Exponential and Logarithmic Functions (1 Viewer)

[FDownes]

Damn, I hate it when I get stuck on a question that should be incredibly simple. Can someone quickly help me out of this? Here's the question;

If log₇2 = 0.36 and log₇3 = 0.56, find the value of log₇14 and the value of log₇3.5.

 

[FDownes]

9 + 4 = 14?

EDIT: Beat'd

 

[tacogym27101990]

hahaha i can be about the biggest idiot.
guess u can discount everything i just sed
minds on english
sorry

 

[FDownes]

No worrys, thanks anyway.

EDIT: Oh, and BTW, I'm stuck on the next problem too. I'll add it to the opening post.

 

[midifile]

If log₇2 = 0.36 and log₇3 = 0.56, find the value of log₇14.

14 is 9 +4
so u use your log laws
log₇14 = log₇9 + log₇4
= log₇3² + log₇2²
=2log₇3 + 2log₇2
=2*0.36 + 2*0.56
=1.84
.... I hope

Your first log law is wrong
When you add two logs you times their numbers, so log₇9 + log₇4 = log₇(4x9) = log₇36.... plus either way, 14 = 9 + 5 not 9 + 4

However what you can do is say:
log₇14 = log₇(2x7)
= log₇2 + log₇7
= 0.36 + 1 (because log_aa = 1)
= 1.36
... I think thats right. I dont know what you needed the log₇3 for

 

[tacogym27101990]

yes yes i did totally screw that fella up.
owell

 

[FDownes]

Oooooooooooooooh... I can't believe I didn't think of that!

Thanks a heap!

 

[midifile]

Oooooooooooooooh... I can't believe I didn't think of that!

Thanks a heap!

no worries.

The other one is log₇(7/2) = log₇7 - log₇2
= 1 - 0.36
= 0.64

 

[Mark576]

Q. If log₇2 = 0.36 and log₇3 = 0.56, find the value of log₇14.

log₇14 = log₇(2*7) = log₇2+log₇7 = 1+0.36 = 1.36

 

[FDownes]

Ugh... I'm having a bad time with these questions. Here's another one;

Find the area enclosed between the curve y = ln x, the y-axis and the lines y = 1 and y = 3.

 

[webby234]

x = e^y (Make the subject x because you're finding area between y axis and curve)

So integrate that from 1 to 3.

Int(e^ydy)
= e^y
= e³ - e

 

[FDownes]

Okay, new question;

Find the exact gradient of the tangent to the curve y = e^{x + log_ex} at the point where x = 1.

This is my working;
= y' = 1/x * e^{x + log_ex}
= m = 1/(1) * e^{(1) + log_e(1)}
= m = 1 * e^{1 + 1}
= m = e²

Only according to the book, that's wrong. According to it, the answer should be 2e. Where have I gone wrong?

 

[Mark576]

y = e^{x + log_ex}
y' = (1+1/x)e^{x + log_ex}
At x = 1;
y' = 2e^{1 + log_e1} = 2e, since log_e1 = 0.

 

[FDownes]

Whoops, silly mistake. I was thinking log_e1 = 1.

Thanks.

 

[FDownes]

Another one;

Use simpson's rule with 5 function values to find the volume of the solid formed when the curve y = e^x is rotated about the y-axis from y = 3 to y = 5, correct to 2 significant figures.
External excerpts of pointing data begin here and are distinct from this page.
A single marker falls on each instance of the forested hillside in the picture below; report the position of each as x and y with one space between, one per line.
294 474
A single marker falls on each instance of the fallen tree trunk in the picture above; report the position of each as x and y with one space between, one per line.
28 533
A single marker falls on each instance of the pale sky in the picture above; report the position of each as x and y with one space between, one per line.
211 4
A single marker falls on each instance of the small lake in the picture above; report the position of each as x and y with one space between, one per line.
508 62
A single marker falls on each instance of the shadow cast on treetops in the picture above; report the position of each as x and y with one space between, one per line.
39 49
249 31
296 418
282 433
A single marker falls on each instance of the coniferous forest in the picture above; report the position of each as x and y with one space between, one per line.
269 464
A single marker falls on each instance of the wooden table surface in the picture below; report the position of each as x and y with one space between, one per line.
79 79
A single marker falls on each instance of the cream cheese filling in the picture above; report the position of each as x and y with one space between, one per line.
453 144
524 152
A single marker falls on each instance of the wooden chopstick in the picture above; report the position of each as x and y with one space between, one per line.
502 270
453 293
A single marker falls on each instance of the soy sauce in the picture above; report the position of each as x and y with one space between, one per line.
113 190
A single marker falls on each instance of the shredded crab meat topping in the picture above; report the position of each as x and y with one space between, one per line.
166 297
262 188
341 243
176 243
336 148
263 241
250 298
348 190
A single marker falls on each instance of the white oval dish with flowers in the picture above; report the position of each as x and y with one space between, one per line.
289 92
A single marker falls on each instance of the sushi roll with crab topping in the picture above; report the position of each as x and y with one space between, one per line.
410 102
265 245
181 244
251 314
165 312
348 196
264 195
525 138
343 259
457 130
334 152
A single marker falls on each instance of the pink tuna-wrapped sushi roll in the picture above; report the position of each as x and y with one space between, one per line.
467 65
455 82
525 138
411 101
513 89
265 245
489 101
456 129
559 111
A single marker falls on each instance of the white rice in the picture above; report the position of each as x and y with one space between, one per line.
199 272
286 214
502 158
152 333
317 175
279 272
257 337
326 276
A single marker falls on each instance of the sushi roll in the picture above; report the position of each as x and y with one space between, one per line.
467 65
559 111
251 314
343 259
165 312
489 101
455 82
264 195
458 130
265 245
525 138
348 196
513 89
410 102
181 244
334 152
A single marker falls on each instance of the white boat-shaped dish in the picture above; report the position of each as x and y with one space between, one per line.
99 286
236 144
My problem isn't so much in applying simpsons rule (that's really just substituting values in to a formula, not really very hard) but in figuring out how to get x² from e^x. I'm sure its fairly simple, but could someone explain?

 

[cwag]

y = e^x

from the definition of a log. we find log_a b = c changes to a^c = b

therefore.. log_e y = x
therefore x² = (ln y)²

 

[FDownes]

Ah... Right. Silly mistake again.

EDIT: Hmm... How would I go about integrating (ln y)²? Would it be 1/2(ln y) or am I completely off the track?

EDIT x 2: Oh crap, I'm completely forgetting my log laws again. (ln y)² = 2ln y, right? So how do I go about integrating that?

 

[foram]

Ah... Right. Silly mistake again.

EDIT: Hmm... How would I go about integrating (ln y)²? Would it be 1/2(ln y) or am I completely off the track?

EDIT x 2: Oh crap, I'm completely forgetting my log laws again. (ln y)² = 2ln y, right? So how do I go about integrating that?

ln y^2 = 2.ln y

but is that also true for (ln y)^2 ?

 

[FDownes]

Another question;

Find ∫x²e^{3 - 1} dx.

Don't forget the question in my last post though, I still need help with that.

EDIT: ^ I'm really not sure. I don't suppose you could go through it...?

 

[foram]

i don't think you can intergrate log, unless you use the simpsons rule or somthing like that, but thats not really intergrating.